Twenty one (2.8%) (11 males) out of 714 neonates (birth weight <1500 g) required PD during the study period. The median (IQR) birth weight and gestational age of the neonates were 720  g (555,1055)  and 26 weeks (23, 27.5), respectively. Fifteen (71.4%) neonates were ELBW and 12 (57%) were delivered by cesarean section. Underlying factors for the development of AKI were patent ductus arteriosus (PDA) (n=15), necrotizing enterocolitis (NEC) (n=10), sepsis (n=7), asphyxia (n=2) and hydrops fetalis (n=2).  Median (IQR) PD onset time was 7 days, (4.5,13.5)  and median (IQR) PD duration was 3 days (1.5, 3.5). Demographical data and biochemical parameters before and after PD are depicted in Web Table I. Significant difference was observed in pH levels (P=0.007), unlike other parameters. There was no improvement with PD for oliguria and hyperkalemia in ten neonates, serum urea levels in 15 neonates and acidosis in eight neonates.

Dialysis related complications were observed in nine patients (42.8%) neonates. Leakage developed in 6 (28.5%) neonates, but did not hamper working and catheter revision was performed in  3 (14.2%) neonates with catheter obstruction. Intestinal perforation or bladder injury was not observed. Color change was observed in the peritoneal fluid in 5 (23.8%) neonates with a history of perforated NEC but cultures were sterile.  The mortality rate was 81% (n=17).  

DISCUSSION

The present study reports etiology of AKI and experience with PD in ELBW and VLBW neonates. The retrospective nature and the small number of cases are the main limitations of this study. The main causes of AKI in VLBW and ELBW infants are sepsis, asphyxia, respiratory distress syndrome (RDS), PDA and NEC [6-9]. PD is the most preferred RRT strategy for AKI treatment in preterm infants in our clinic. Slow and controlled fluid removal provided by PD makes fluid elimination safer without hemodynamic instability [10]. However, inappropriate placement, occlusion or leakage of the catheter, peritonitis, and  perforation are frequent factors that restrict its use [11]. Mortality with catheter related complications significantly decreased with the use of Tenckhoff catheters [12]. However, the limited availability of appropriately sized PD catheters for VLBW and ELBW infants is a common challenge. Yu, et al. [6] performed PD using vascular catheter  in babies with birth weight <1000 g. Bed-side catheter insertion and ease of use of a multifunctional flexible 10F catheter makes it an accessible and inexpensive choice. Problems such as insufficient flow and high risk of leakage around the catheter may be seen. Leakage rates may vary from 5.8 – 29% [7,8,13], similar to our results.

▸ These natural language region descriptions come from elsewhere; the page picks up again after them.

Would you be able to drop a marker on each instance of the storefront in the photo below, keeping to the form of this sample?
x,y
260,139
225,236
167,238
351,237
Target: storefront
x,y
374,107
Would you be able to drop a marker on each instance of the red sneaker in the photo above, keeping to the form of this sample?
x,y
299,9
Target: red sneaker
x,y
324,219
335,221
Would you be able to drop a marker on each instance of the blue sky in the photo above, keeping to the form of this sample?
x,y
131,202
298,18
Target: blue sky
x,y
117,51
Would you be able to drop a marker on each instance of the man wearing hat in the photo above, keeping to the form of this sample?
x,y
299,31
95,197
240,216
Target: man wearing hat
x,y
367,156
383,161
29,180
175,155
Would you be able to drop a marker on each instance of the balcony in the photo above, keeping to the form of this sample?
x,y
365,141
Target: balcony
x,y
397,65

The morbidity and mortality rates with PD are higher in neonates with multisystem problems [14], reported earlier 59.3-81.3% [7,8,15,16]. Mortality rate in the present study was higher, probably as the median gestational age and  birth weight of were lower. Tetta, et al. [17] reported high (95%) mortality rate in premature babies with multiorgan failure and sepsis, which could be related to the underlying causes, rather than complications of PD.

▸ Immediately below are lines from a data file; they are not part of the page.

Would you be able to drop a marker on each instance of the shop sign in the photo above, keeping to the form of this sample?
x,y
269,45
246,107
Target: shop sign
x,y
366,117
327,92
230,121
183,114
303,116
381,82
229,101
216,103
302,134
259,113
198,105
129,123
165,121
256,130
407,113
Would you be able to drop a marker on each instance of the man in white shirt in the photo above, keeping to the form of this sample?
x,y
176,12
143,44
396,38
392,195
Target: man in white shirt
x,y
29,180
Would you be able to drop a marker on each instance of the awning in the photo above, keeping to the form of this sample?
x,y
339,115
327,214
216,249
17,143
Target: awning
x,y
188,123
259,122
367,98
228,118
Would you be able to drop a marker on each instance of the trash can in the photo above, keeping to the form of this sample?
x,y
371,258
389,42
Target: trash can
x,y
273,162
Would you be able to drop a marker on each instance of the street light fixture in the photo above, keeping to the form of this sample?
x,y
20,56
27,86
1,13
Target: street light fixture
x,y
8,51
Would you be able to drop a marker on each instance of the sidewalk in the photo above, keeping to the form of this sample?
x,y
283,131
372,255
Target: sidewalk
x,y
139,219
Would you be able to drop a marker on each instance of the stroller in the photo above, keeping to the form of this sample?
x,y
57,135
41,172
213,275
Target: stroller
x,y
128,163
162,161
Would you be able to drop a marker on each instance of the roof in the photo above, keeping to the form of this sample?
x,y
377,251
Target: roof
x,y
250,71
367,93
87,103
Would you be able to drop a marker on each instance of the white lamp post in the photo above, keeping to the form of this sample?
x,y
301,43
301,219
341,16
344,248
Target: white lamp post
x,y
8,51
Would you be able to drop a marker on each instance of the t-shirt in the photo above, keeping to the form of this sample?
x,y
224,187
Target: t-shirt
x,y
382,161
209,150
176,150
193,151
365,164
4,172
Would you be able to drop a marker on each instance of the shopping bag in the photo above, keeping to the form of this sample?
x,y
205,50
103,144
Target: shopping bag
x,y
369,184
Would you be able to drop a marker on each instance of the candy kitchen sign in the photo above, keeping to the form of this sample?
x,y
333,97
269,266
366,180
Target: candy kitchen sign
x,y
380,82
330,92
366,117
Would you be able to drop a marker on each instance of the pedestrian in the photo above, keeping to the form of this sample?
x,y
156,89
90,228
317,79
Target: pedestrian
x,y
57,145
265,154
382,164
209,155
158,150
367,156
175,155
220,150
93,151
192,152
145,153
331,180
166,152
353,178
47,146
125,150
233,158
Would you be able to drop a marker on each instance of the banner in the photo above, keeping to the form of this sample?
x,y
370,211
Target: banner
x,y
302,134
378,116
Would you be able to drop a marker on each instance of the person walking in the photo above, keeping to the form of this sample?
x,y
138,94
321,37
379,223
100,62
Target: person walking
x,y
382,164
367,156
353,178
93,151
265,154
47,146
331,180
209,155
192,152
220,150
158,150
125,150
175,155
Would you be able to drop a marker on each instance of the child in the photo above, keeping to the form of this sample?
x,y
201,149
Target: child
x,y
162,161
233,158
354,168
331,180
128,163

To conclude, PD is technically feasible in VLBW and ELBW neonates using a flexible 10F catheter.  Clinical and biochemical improvement in AKI is governed by uderlying cause of AKI.

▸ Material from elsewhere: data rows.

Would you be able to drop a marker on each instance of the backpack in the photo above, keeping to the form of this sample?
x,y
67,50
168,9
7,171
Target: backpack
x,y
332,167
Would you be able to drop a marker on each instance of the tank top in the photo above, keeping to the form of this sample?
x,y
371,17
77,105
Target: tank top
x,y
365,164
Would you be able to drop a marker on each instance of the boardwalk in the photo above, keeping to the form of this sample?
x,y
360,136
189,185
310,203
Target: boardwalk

Contributors: MAO, ST, NNK, EO, HOK, GV, AC, GK: conception and design of the work, acquisition, analysis, and interpretation of data for the work;  drafting the work or revising it critically for important intellectual content; final approval of the version to be published; agreement to be accountable for all aspects of the work in ensuring that questions related to the accuracy or integrity of any part of the work are appropriately investigated and resolved. 

Funding: None; Competing interest: None stated.

 

What This Study Adds?
 
• Peritoneal dialysis is technically feasible in premature neonates weighing below 1500g using a multifunctional catheter.